La escuálida figura se limitó a asentir, observándolos a ambos, antes de emprender el paso por la estrecha escalera que bajaba por las desgastadas calles de terracota. Los silbidos de la guardia no tardaron en quedarse atrás y el vendaval se esfumó tan pronto como había aparecido. Habían recorrido el laberíntico barrio durante lo que pareció una eternidad, antes de que el ajetreo global volviera a la calma.

- Niña, la próxima vez que no te pillen. - dijo Sumire, mientras Bertnard examinaba alrededor. - Y te recomiendo que antes de robar, observes el puesto con más detenimiento.
- No estaba robando, iba a... - la pequeña suspiró sabiendo que esa escusa no valía para nada. - ¿Por qué me habéis ayudado?
- Estamos buscando al Oráculo, seguro que puedes ayudarnos a encontrarlo sin tener que aguantar tanto mercader insistente. ¿Tenemos trato o te devolvemos a esos perros? - dijo el Cazador.
- Tenemos trato, tenemos trato. - se apuró la cría. - Seguidme.
Violeta, tras guiñarle un ojo a su compañero, se limitó a sonreír por la reacción de su pequeña cómplice.

Atravesaron las calles en dirección a la zona central de la ciudad hasta que llegaron a un espacio abierto, una especie de plaza en donde destacaba una majestuosa fuente decorada por dos mujeres con dos cántaros, de los cuales salía el agua. Varías mujeres limpiaban algunas ropas en ella, entre risas y la mirada atenta de los guardias que estaban apostados en la entrada lacrada en dorado de lo que parecía el palacio.

- A estas horas el Oráculo debe estar a punto de salir al mercado. - comentó la pequeña - Mirad, ¡ese es!
Justo en ese instante un encorvado anciano, vestido por una túnica blanca y una cesta de mimbre, salía por la puerta del castillo y se dirigía hacía ellos con paso decidido.
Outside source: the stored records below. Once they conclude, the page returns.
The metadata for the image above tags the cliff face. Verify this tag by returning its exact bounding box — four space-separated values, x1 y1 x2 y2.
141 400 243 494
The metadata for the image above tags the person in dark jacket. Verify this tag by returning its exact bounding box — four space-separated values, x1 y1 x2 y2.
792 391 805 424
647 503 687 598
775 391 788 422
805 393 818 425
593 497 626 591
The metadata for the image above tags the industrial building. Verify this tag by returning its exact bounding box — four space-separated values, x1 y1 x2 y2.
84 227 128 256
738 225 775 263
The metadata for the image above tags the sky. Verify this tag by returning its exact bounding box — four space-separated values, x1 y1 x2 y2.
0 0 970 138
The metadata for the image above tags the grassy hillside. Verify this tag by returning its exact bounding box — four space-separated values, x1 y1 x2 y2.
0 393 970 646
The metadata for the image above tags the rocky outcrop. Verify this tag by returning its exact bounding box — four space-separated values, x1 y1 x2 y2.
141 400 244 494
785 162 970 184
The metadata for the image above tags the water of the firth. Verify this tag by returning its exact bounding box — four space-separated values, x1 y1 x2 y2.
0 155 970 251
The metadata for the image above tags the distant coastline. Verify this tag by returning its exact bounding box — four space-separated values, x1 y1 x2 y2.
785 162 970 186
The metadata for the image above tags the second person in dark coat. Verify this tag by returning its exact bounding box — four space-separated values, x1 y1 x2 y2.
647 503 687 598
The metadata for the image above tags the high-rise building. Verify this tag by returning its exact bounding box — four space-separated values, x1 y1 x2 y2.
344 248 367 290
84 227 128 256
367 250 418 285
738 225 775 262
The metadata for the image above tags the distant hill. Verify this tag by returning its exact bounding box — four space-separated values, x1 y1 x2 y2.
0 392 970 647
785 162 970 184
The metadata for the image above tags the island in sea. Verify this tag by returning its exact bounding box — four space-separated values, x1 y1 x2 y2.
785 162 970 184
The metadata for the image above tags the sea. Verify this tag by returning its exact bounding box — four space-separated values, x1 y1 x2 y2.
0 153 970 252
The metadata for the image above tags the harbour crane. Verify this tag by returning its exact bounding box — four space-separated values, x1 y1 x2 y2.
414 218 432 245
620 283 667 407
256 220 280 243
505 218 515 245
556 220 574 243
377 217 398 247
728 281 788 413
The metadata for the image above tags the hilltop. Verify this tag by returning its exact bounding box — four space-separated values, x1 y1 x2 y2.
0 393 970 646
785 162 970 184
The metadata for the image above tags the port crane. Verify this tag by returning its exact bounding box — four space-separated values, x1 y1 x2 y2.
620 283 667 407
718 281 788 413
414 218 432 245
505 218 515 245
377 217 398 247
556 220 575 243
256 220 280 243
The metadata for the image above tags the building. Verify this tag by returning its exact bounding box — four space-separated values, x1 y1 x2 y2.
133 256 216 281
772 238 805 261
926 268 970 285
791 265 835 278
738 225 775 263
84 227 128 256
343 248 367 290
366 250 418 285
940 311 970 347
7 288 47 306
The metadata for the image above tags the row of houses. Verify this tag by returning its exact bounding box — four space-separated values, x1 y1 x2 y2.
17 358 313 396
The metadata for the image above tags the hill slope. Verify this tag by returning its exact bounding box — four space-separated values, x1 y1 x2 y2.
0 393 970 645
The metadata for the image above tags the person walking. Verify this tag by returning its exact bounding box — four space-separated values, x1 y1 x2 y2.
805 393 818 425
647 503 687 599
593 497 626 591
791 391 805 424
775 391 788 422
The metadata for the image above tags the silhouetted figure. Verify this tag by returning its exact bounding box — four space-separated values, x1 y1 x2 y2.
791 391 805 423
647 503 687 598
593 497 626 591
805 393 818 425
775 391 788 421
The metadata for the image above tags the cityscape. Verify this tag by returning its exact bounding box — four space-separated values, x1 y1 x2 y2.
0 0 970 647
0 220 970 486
La niña, realizado su trabajo de agradecimiento, miró a ambos que le asintieron a la par y ésta salió corriendo calle abajo.

- ¿Y ahora? - dijo Violeta, mirando al Cazador.
- Ahora, joven Sumire, ¿sería tan amable de enseñarme las bragas? - sonó la temblorosa voz del anciano. - A claro, pero no veo, ¡si soy ciego!
Ambos compañeros se miraron y desviaron a la par la vista al viejo que reía a carcajadas delante de ellos. Tardó un par de minutos en retomar la compostura y volver a formular la pregunta.

- ¿Me las enseñará?
- No. - parpadeó la Elementalista perpleja.
- Tenía que probar. ¿Me estaban buscando, jóvenes? - sonrió lánguidamente, mientras se mesaba la blanquecina y larga barba.